APLICAÇÃO DA LEI DE DROGAS E AS PRÁTICAS INTEGRATIVAS
Anderson Santos dos Passos
Professor
Universitário, Juiz de Direito
titular da 1ª Vara da Comarca de Delmiro Gouveia, Mestre em Direito pela
Universidade de Coimbra
Visiting Scholar no
Instituto Max Plank para o Direito Público Comparado e Direito Internacional,
na Alemanha
(2015).
Este material foi publicado em Campus/O Dia
Um
dos pontos mais delicados da atual política de “guerra às drogas” adotada no
Brasil é a definição de alternativas adequadas para o acolhimento e recuperação
dos usuários de substâncias entorpecentes.
Como
se sabe, desde a Convenção de Genebra de 1936 foram estabelecidos os critérios
basilares da estratégia global de enfrentamento às drogas, quais sejam:
restrição à produção, comércio e consumo de substâncias entorpecentes e a
criminalização dos usuários.
Neste
sentido, a Convenção de Viena de 1988, o Convênio sobre Substâncias
Psicotrópicas de 1971 e a Convenção Única sobre Entorpecentes de 1961
cristalizaram internacionalmente a política repressiva, servido de parâmetro
para inúmeras legislações nacionais sobre o tema.
Seguindo
tal tendência, até hoje a legislação brasileira insiste em tratar o usuário de
drogas como um criminoso, impondo-lhe toda a pecha estigmatizadora do direito
penal.

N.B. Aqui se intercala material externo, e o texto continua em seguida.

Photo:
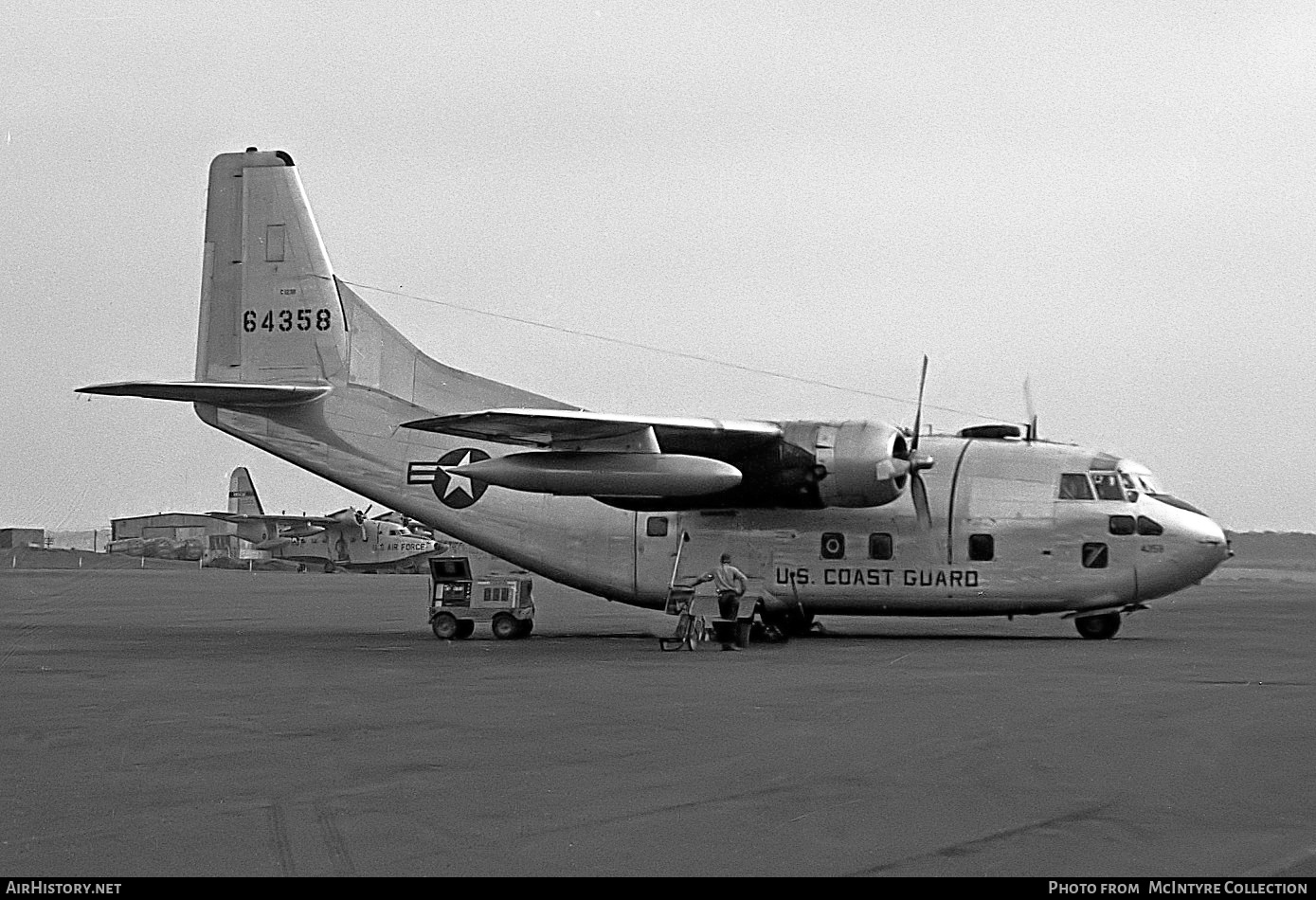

Não obstante a clara evolução legislativa no sentido de não mais impor
penas privativas de liberdade ao usuário (despenalizacão), este ainda é
tutelado por normas de direito penal, ficando sujeito a um procedimento
completamente judicializado e às sanções previstas no art. 28 da lei
11.343/2006.
Neste
diapasão e buscando opções mais eficientes, algumas experiências têm sugerido
caminhos alternativos na aplicação da lei 11.343/2006, através de técnicas e
práticas integrativas a partir de modelos de desjudicialização parcial.
Um exemplo a ser citado vem dos
Juizados Especiais Criminais de Curitiba. A partir de 2005, foi instituído um
programa de atenção sócio jurídica para as pessoas processadas criminalmente
por uso de drogas ilícitas, tendo como objetivo principal a prevenção do
consumo de entorpecentes a partir de uma lógica despenalizadora.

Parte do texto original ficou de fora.